Distributed systems are traditionally designed independently from the underlying network, making worst-case assumptions about its behavior. Such an approach is well-suited for the Internet, where one cannot predict what paths messages might take or what might happen to them along the way. However, many distributed applications are today deployed in datacenters, where the network is more reliable, predictable, and extensible. We argue that in these environments, it is possible to co-design distributed systems with their network layer, and doing so can offer substantial benefits.

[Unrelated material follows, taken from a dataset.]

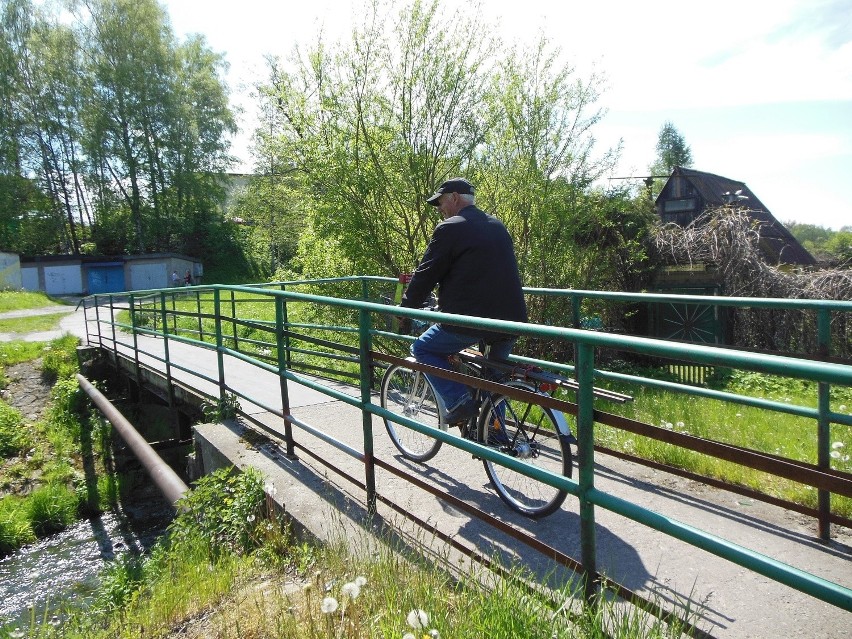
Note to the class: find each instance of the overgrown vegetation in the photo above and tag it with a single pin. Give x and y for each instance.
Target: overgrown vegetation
(728, 241)
(229, 568)
(43, 486)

Our recent work uses this approach to the performance of coordination systems. This includes state machine replication protocols, which are the standard mechanism for ensuring availability of critical datacenter services, and distributed transactions, which simplify programming for large-scale distributed storage systems.

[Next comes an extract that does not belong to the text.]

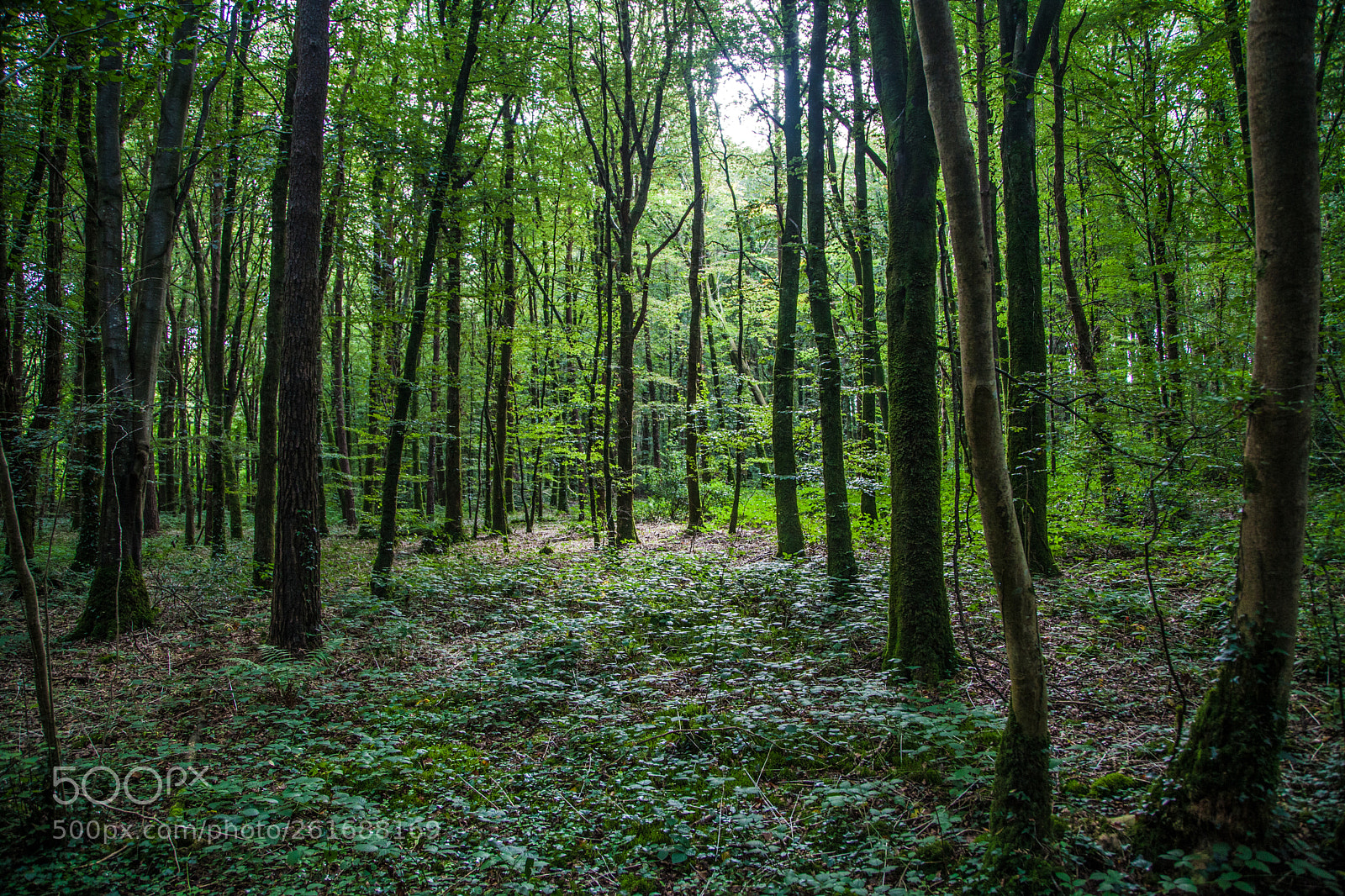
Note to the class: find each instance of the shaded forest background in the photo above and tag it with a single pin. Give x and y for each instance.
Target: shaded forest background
(549, 427)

Our first project demonstrates the feasibility of optimizing protocols for the data center environment. It uses network-level techniques to provide a Mostly-Ordered Multicast primitive (MOM) with a best-effort ordering property for concurrent multicast operations. We use this primitive to build Speculative Paxos, a new replication protocol that relies on the network to order requests in the normal case, while still remaining correct if messages are delivered out of order. By leveraging the datacenter network properties, Speculative Paxos can provide substantially higher throughput and lower latency than the standard Paxos protocol. It simultaneously outperforms latency- and throughput-optimized protocols on their respective metrics.

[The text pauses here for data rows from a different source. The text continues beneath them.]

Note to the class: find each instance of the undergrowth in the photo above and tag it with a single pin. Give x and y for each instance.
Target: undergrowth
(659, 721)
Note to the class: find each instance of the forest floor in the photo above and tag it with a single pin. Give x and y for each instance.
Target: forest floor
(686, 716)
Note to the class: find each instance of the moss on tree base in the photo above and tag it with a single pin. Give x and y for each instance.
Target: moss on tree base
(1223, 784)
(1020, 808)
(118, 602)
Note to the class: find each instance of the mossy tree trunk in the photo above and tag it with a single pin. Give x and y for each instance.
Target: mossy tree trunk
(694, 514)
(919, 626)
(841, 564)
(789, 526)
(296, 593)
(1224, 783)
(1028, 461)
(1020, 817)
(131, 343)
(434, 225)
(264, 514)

NOPaxos demonstrates that a small amount of in-network computational power can be used to nearly eliminate the performance overhead of replication. carefully divides replication responsibility between the network and protocol layers. The network orders requests but does not ensure reliable delivery – using a new primitive we call ordered unreliable multicast (OUM). Implementing this primitive can be achieved with near-zero-cost in the data center using upcoming flexible switch architectures or existing middlebox designs. Our new replication protocol, Network-Ordered Paxos (NOPaxos), exploits network ordering to provide strongly consistent replication without coordination. NOPaxos achieves throughput within 2% and latency within 16us of an unreplicated system, showing that fault-tolerance does not have to come at the cost of performance.
Distributed storage systems now rely on multiple layers of coordination to apply transactional updates atomically. They are partitioned over multiple shards for scalability and replicated for fault tolerance, requiring both atomic commitment and consensus protocols on each operation. We are developing a new system, Eris, which takes a different approach. It bypasses the need for these expensive protocols by exploiting a new network property, network multi-sequencing, which we show can be efficiently provided by datacenter networks. Eris avoids both replication and transaction coordination overhead: we show that it can process a large class of distributed transactions in a single round-trip from the client to the storage system without any explicit coordination between shards or replicas.
The Speculative Paxos source code is available on GitHub.
NOPaxos source code will be available soon.